When writing a method I used some child (internal?) functions to avoid copy/pasting code that was used repeatedly. The methods are not that complicated so I figured the compiler would just inline them and there would be no overhead and the code would be easier to read. What I saw was memory allocations going from 0 to multiple K with the associated drop in performance (Julia 1.5.3 on Linux).
using BenchmarkTools
function test(data, offset)
avail = ()->length(data) - offset + 1
block = ()->reinterpret(UInt32, view(data, offset:(offset+8)))
total = 0
while offset < length(data)
total += data[offset]
offset += 1
end
return total
end
@benchmark test(d, 1) setup=(d=rand(Int, 1024))

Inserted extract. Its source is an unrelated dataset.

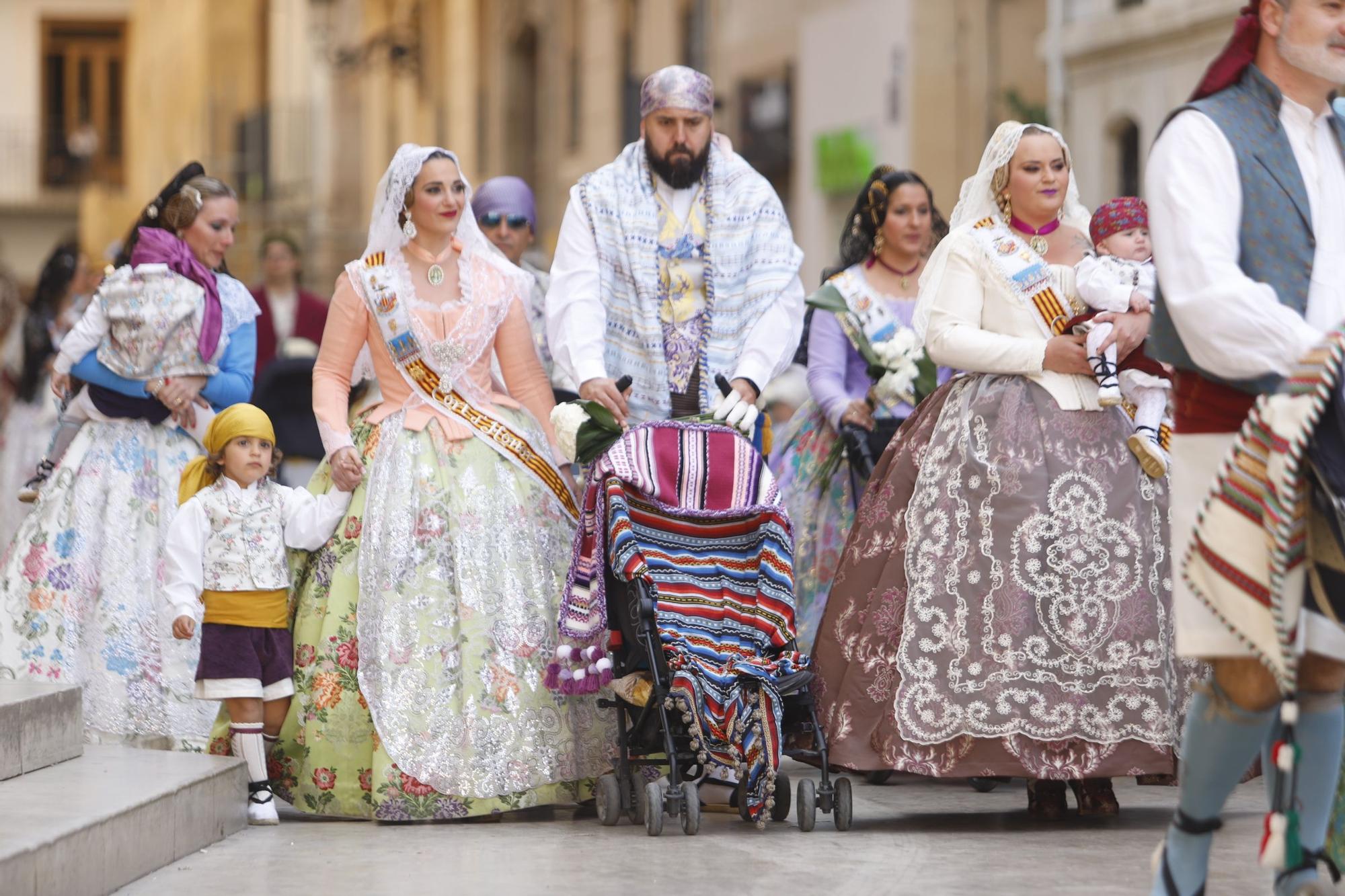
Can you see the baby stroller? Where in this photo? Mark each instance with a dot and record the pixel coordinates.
(685, 559)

What I would like to do is use the avail()
and block()
methods without the performance hit of memory allocations. For example changing the while loop to be while avail() > 0
so no callbacks or anything complicated. Is there another way to abstract that code out? I feel like a macro (if you can even do macros in a function scope) would be overkill, but maybe that’s the way to go?

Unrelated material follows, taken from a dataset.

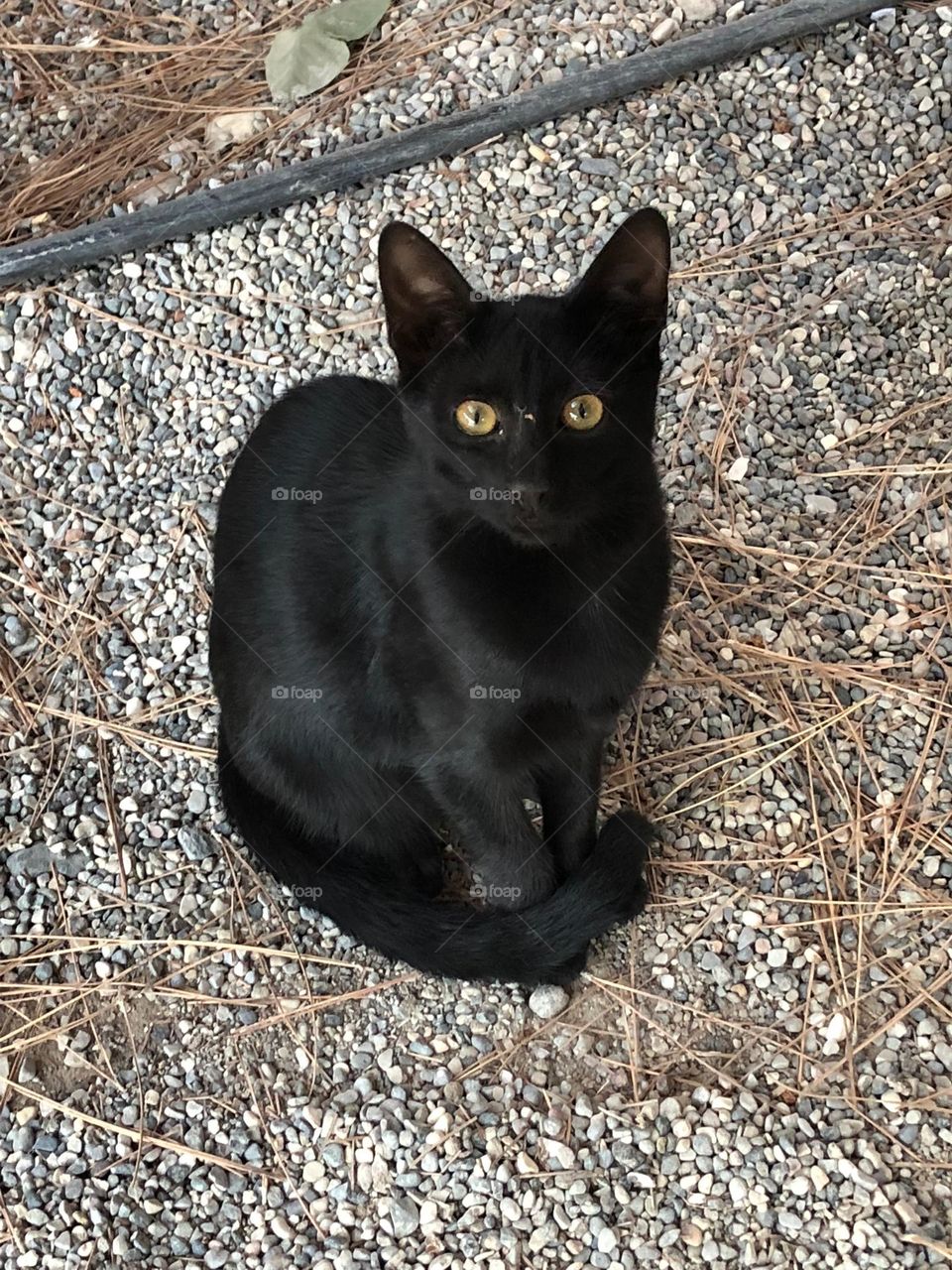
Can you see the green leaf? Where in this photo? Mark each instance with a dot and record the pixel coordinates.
(350, 19)
(303, 60)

If you run the above example you will see results like:
BenchmarkTools.Trial:
memory estimate: 55.98 KiB
allocs estimate: 3583
--------------
minimum time: 101.712 μs (0.00% GC)
median time: 104.855 μs (0.00% GC)
mean time: 108.568 μs (1.06% GC)
maximum time: 1.061 ms (87.64% GC)
--------------
samples: 10000
evals/sample: 1
Running Julia with --track-allocation
show that the allocations are all around the loop:
- total = 0
448806912 while offset < length(data)
896737248 total += data[offset]
224841744 offset += 1
- end
If you comment out avail
and block
which are not used, you will see the allocations go to 0 and a sizable increase in performance.